The Heller decision decided the right to bear arms for self-defense, apart from service in a militia. Some gun rights groups and legal analysts have argued that federal courts have ignored the ruling. So has Supreme Court Associate Justice Clarence Thomas, who in a 2015 dissent wrote that lower courts had "failed to protect" the Heller decision's core protection for self-defense.

However, the study co-authored by Ruben argued that lower courts have used the ruling to uphold strong Second Amendment challenges and deny those with weaker legal arguments. In all, 60% of the decisions reviewed by the study quoted the portion of the decision written by Supreme Court Associate Justice Antonin Scalia that said the Second Amendment right "is not unlimited."

Craftsman Veetek Witkowski holding a newly assembled AR-15 rifle at the Stag Arms company in New Britain, Conn., in 2013 A ruling released on April 6, 2018, by a federal judge in Boston, dismissed a lawsuit challenging Massachusetts' ban on assault weapons and large-capacity magazines, stating that assault weapons are beyond the scope of the Second Amendment right to "bear arms."
Craftsman Veetek Witkowski holding a newly assembled AR-15 rifle at the Stag Arms company in New Britain, Conn., in 2013 A ruling released on April 6, 2018, by a federal judge in Boston, dismissed a lawsuit challenging Massachusetts' ban on assault weapons and large-capacity magazines, stating that assault weapons are beyond the scope of the Second Amendment right to "bear arms."

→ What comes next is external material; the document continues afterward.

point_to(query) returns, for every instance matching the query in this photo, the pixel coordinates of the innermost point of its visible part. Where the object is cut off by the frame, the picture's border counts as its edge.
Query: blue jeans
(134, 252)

One gun rights legal group, the Second Amendment Law Center, hopes the case now awaiting a Supreme Court decision – the challenge to New York’s requirement that people seeking to carry concealed handguns outside their home show good cause – will include a framework that spells out how pending and future such cases must be handled by courts.

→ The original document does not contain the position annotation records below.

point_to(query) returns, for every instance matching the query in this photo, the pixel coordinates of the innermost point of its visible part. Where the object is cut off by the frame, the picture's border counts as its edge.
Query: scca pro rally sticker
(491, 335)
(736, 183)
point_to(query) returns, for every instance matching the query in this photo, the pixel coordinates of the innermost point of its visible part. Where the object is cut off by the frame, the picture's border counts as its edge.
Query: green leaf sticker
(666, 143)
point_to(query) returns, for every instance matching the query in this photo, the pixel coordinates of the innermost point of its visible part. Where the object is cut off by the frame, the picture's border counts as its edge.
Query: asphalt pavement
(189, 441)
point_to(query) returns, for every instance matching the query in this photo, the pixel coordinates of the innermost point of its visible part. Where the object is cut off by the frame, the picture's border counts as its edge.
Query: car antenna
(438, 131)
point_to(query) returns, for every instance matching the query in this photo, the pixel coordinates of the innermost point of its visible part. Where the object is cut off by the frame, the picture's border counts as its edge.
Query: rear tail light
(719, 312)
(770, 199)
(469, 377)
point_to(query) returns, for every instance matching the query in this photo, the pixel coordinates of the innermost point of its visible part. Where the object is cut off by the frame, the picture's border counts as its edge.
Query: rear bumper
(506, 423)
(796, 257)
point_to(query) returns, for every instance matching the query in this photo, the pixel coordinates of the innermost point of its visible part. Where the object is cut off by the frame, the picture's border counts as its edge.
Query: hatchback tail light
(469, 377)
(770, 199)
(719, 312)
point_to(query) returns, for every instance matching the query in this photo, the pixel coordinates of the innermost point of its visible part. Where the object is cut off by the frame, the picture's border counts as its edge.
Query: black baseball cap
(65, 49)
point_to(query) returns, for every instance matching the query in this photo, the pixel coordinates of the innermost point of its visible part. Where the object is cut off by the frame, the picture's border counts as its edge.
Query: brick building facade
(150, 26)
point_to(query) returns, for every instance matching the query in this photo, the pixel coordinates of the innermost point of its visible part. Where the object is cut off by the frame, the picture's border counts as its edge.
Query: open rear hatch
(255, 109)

If that happens, "it will be a lot harder for courts to let their biases influence their decisions by applying the wrong standard of review," said C.D. Michel, who is the group's president and senior legal counsel, as well as president of the California Rifle and Pistol Association.

However, a Supreme Court ruling that requires courts to hold stricter reviews of Second Amendment challenges could rule out evidence that a given restriction provides benefits, such as fewer incidents of shootings, said Josh Horwitz, executive director of The Educational Fund to Stop Gun Violence. That means federal courts would be more likely to rule that firearms restrictions violate the Second Amendment.

Courts should be permitted to "consider evidence that the restrictions work, from a public health perspective," said Horwitz.